Type
- Type: Constituent assembly

History
- Established: June 1992 By decree of the president of Russia
- Disbanded: 12 December 1993
- Preceded by: Supreme Soviet of Russia Congress of People's Deputies of Russia
- Succeeded by: Federal Assembly of Russia
- Seats: Over 800

= Constitutional Conference of Russia =

1993 Russian constituent assembly

The Constitutional Conference of the Russian Federation (Конституционное совещание Российской Федерации) was a consultative body of representatives of government bodies, local authorities and public organizations, convened by the order of the Russian president Boris Yeltsin in 1993 to complete the preparation of an alternative draft of Constitution of the Russian Federation.

The reason for dissatisfaction was the convocation of the president of the draft constitution drafted by the Constitutional Commission of the Congress of People's Deputies. It was opened in Moscow in the Kremlin June 5, 1993 on the basis of Presidential Decree "On the order of the Constitutional Council" of 2 June 1993 number 840. The first phase of the signing of the Constitutional Council by the meeting July 12, 1993 finalized and agreed on it the draft Constitution.

Presidential draft Constitution was created under the auspices of the three, Sergey Alekseev, Anatoly Sobchak and Sergey Shakhray, they were the leaders of the process, but only a Constitutional Conference was attended by over 800 participants, working different lawyers. By working together, produced a new single draft Constitution, which was subsequently submitted by the president of the Russian Federation on the referendum, and became the current Constitution of the Russian Federation as a result of a vote held December 12, 1993.

Initially, the Constitutional meeting included representatives of five groups:
- federal authorities
- bodies of state power of subjects of the Russian Federation
- local self-government
- political parties
- trade unions
- youth and other civil society organizations, mass movements, and religious denominations, producers and entrepreneurs.

In October–November 1993 "presidential" draft Constitution was the finalization of the newly created bodies of the Constitutional Council: Public and State wards, as well as the Commission's constitutional arbitration Constitutional Council.

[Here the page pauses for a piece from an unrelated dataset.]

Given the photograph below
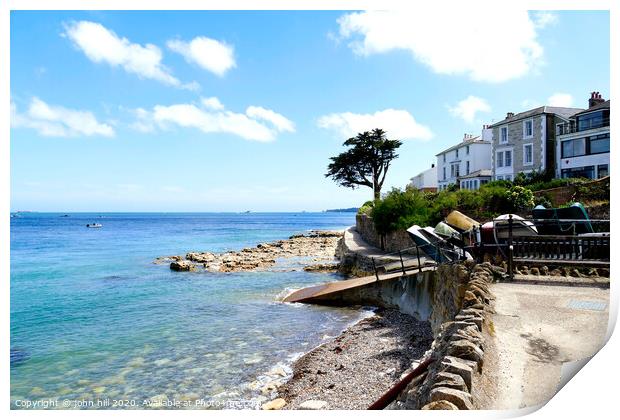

The result of the meeting was the introduction of the Constitutional many (several hundred) of amendments to the original "presidential" draft constitution, which has incorporated certain provisions of the draft Constitutional Commission of the Congress of People's Deputies.

As the Constitution draft was ready, it was submitted to a referendum by the president of the Russian Federation December 12, 1993.